The same is true about the extensive use of Executive Orders. The current environment seems chock full of them, however, every President the last 40 years has used them extensively. Here is a table of those:
The big takeaway to me is twofold:
Congress has largely abdicated its responsibility, choosing instead to be more divisive, get little accomplished, and focus instead on stirring up the base to get re-elected. Maybe that is changing though.
We are testing the limits of checks and balances, but the good news is we have checks and balances and those who feel the Executive Orders are illegal are in fact suing. This is a positive in my mind because there will be precedent on what can be done going forward.
In the face of this bad news, investors tend to focus on what could continue to go wrong. From a risk management perspective, this makes sense.

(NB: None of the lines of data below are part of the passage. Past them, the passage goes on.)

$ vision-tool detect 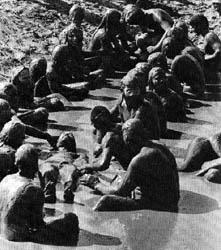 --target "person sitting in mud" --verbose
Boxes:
[90,106,121,157]
[0,82,48,125]
[147,52,183,96]
[190,14,221,80]
[124,4,173,54]
[171,54,206,99]
[47,28,104,100]
[111,74,160,140]
[89,9,137,75]
[0,144,79,245]
[59,4,85,44]
[81,119,179,211]
[0,99,55,147]
[39,132,88,203]
[178,130,221,183]
[149,67,186,122]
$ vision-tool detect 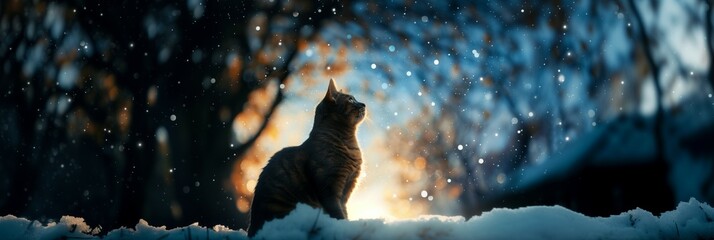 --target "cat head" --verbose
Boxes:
[315,79,366,126]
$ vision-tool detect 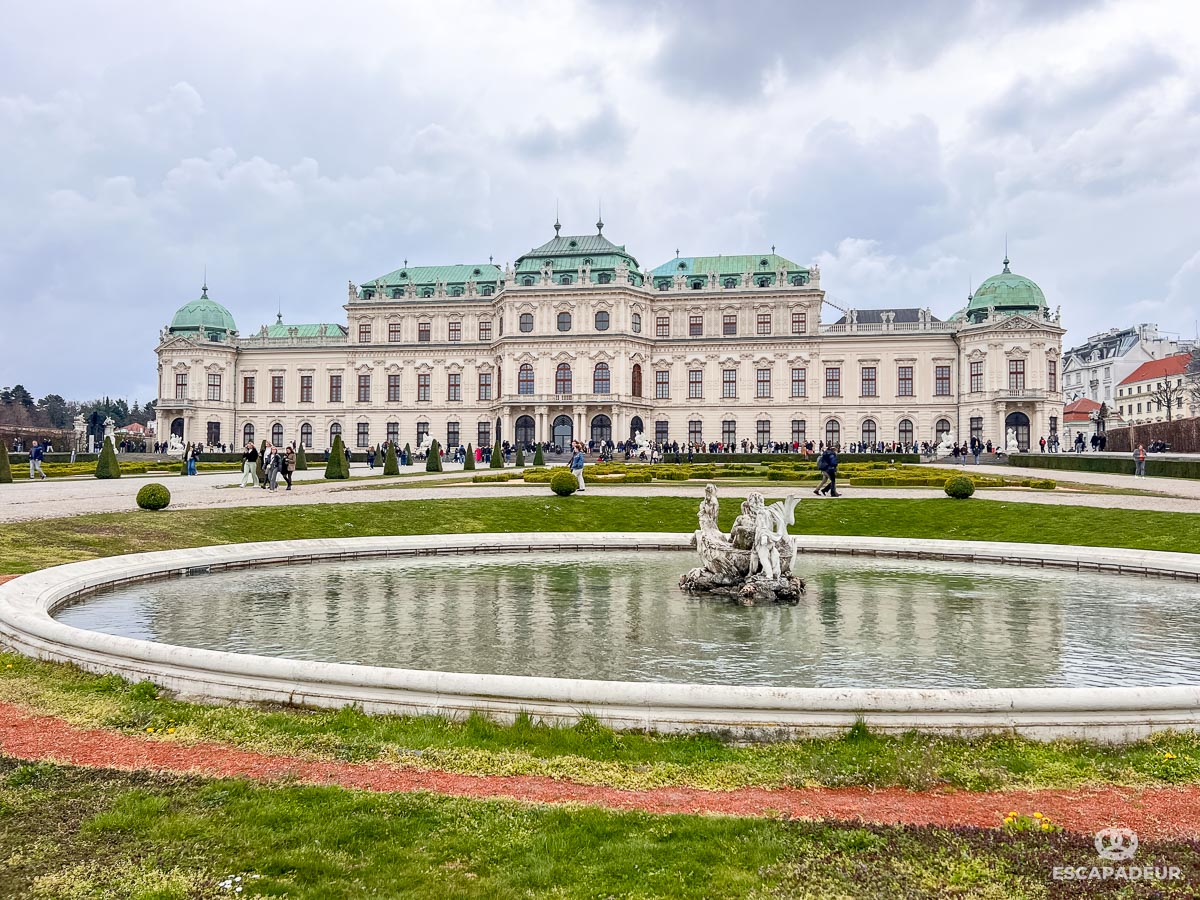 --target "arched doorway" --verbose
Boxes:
[592,415,612,444]
[1004,413,1030,450]
[514,415,534,446]
[554,415,575,449]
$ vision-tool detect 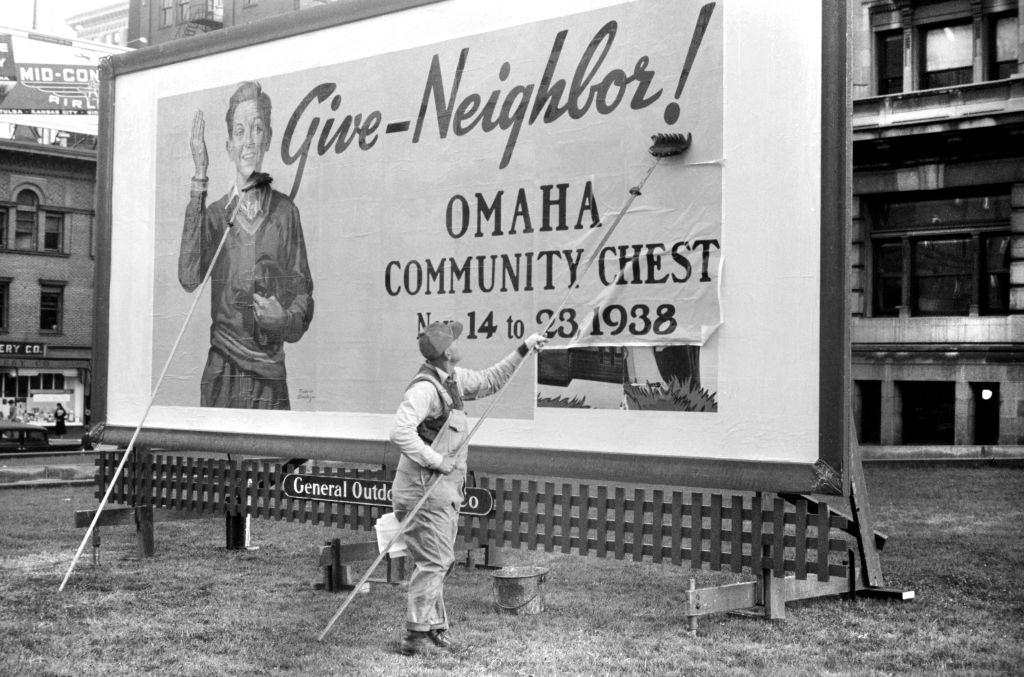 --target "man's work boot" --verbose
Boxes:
[427,629,452,648]
[401,630,431,655]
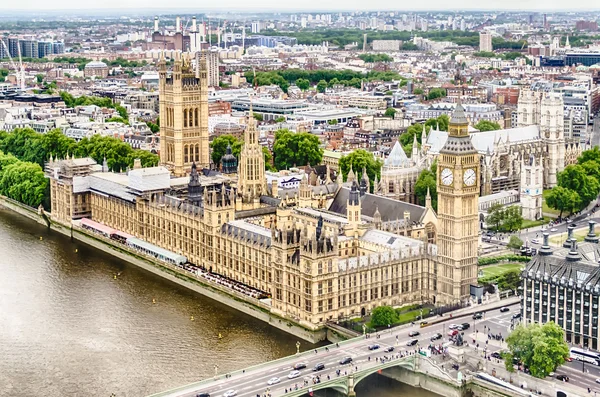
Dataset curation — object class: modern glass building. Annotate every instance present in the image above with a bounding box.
[565,52,600,66]
[519,221,600,349]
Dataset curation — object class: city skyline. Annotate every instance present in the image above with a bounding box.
[0,0,600,13]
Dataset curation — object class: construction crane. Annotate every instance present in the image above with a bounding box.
[0,40,25,91]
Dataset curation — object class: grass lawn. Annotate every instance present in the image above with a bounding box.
[479,263,525,277]
[542,189,560,218]
[521,217,551,230]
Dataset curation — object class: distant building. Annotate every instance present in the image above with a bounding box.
[575,21,598,32]
[83,61,108,79]
[372,40,402,51]
[196,51,219,87]
[479,32,494,52]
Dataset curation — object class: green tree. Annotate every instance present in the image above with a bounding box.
[507,235,523,250]
[546,186,581,217]
[498,269,521,291]
[558,164,600,209]
[340,149,382,191]
[273,129,323,170]
[317,80,327,92]
[415,170,437,211]
[210,135,243,168]
[506,321,569,379]
[296,79,310,91]
[370,306,398,327]
[427,88,446,101]
[384,108,396,118]
[0,161,48,208]
[475,120,500,132]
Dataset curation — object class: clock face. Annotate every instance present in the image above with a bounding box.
[463,168,477,186]
[441,168,454,186]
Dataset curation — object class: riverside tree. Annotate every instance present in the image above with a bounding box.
[504,321,569,378]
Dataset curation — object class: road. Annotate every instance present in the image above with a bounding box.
[474,310,600,393]
[169,304,518,397]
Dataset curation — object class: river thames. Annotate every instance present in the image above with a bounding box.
[0,208,437,397]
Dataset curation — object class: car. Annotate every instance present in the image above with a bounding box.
[288,370,300,379]
[294,363,306,370]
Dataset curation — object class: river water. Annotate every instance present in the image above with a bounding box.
[0,209,436,397]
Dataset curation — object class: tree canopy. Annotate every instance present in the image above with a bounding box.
[273,129,323,170]
[0,152,48,208]
[505,321,569,378]
[210,135,243,169]
[485,204,523,232]
[475,120,500,132]
[340,149,382,191]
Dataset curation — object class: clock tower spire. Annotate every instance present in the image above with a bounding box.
[437,100,480,303]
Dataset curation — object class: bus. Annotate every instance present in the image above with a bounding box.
[476,372,535,397]
[570,347,600,366]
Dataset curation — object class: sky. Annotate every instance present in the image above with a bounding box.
[0,0,600,12]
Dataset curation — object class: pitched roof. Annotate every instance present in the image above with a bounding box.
[450,102,469,124]
[329,187,427,222]
[383,141,410,167]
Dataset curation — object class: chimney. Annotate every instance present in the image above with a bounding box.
[585,221,598,243]
[563,226,575,248]
[539,232,552,255]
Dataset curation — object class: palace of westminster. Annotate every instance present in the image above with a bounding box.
[46,52,562,329]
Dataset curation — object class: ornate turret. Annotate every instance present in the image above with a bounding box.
[221,145,237,174]
[346,164,355,183]
[188,163,202,206]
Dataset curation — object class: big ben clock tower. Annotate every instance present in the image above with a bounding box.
[437,102,480,303]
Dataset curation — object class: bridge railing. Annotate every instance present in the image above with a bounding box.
[149,335,364,397]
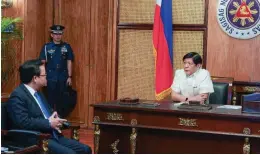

Investors are very bleak right now:
Because of downbeat views of the US economy:
Which is lowering their views of the global economy as well:
When investors get this downbeat, it is precisely the time when we should start thinking about what can go right. Sure, it may take 6 months for things to go right. It may actually come about as things not going wrong (climbing the wall of worry if you will). As I say, sometimes it is about the absence of darkness than the presence of light.
So, quickly, what could go right? Well, for one, as investors thought immediately post-election, tax cuts are still on the agenda. If nothing is done, taxes are going higher. This would be a further drag on the economy. According to research, this would be the negative impact:
We already know that cutting the pro-cyclical fiscal stimulus (which was negligent in my opinion) is a hit to GDP of 4-7%. If tax cuts expire, it is another 1.4-3%. That’s quite a bit. Where is the impact the largest:
As investors, we want to root for the extension of tax cuts. The problem is, how do we pay for those? Tariffs via Executive Order don’t help offset. Congress needs to step up and do something.
What is Congress working on under the radar? They are moving rapidly to pass a budget reconciliation bill by August recess. This is another big potential positive. What are they working on? According to Don Schneider at Piper, this is the list:
Full expensing of manufacturing structures - which can be geared to incentivize more repatriation of manufacturing
Stock buyback excise tax - raising the tax to raise revenue. Seems negative on the surface but does raise money to cut taxes. As an investor, creates more incentive for companies to pay dividends instead
Corporate SALT - another populist policy that raises revenue and, let’s face it, hurts companies on the coast more than middle America
Cracking down on pharma’s tax planning - they are the most aggressive in moving profits offshore. I am looking at you Ireland
Curbing provider taxes - states have devised schemes where taxes are levied on Medicaid providers and then re-imbursed via Medicaid. This causes federal funding on Medicaid to be higher as the federal government matches state spending. Reducing this inflation is more efficient but also pays for tax cuts for individuals.
So, under the radar, there are some things that can go right, even by the end of the summer. Investors need to start thinking about this, because while we may not have seen the lows yet, before long, we will start thinking about upside. In fact, if you are trying to determine where to enter the market, you need to consider risk AND reward. Last year we only thought about reward. This year it is only about risk. We need to balance those.
In many ways, what we need to focus on is the renewal of investor optimism which is in short supply. This time of the year is a natural time of renewal in my opinion. As a Christian, renewal is central to our belief system. I came across a great comment from Patrick Lynch, a successful investor and a LinkedIn connection:
“Easter reminds us that renewal is always possible—and that from sacrifice comes new life. This season is a powerful reminder that even in times of challenge, transformation is possible when we stay rooted in our mission.”
He says it well. Think about the challenges we face now but focus on the transformation that is possible - in global trade, in tax policy, in the reduction of inefficient government programs.
This Easter weekend, take some time to think about what can go right - in the economy, in the market, in your portfolio, in your career. Focus on the positives and not the negatives that the news flow draws us to. Spend some time on renewal.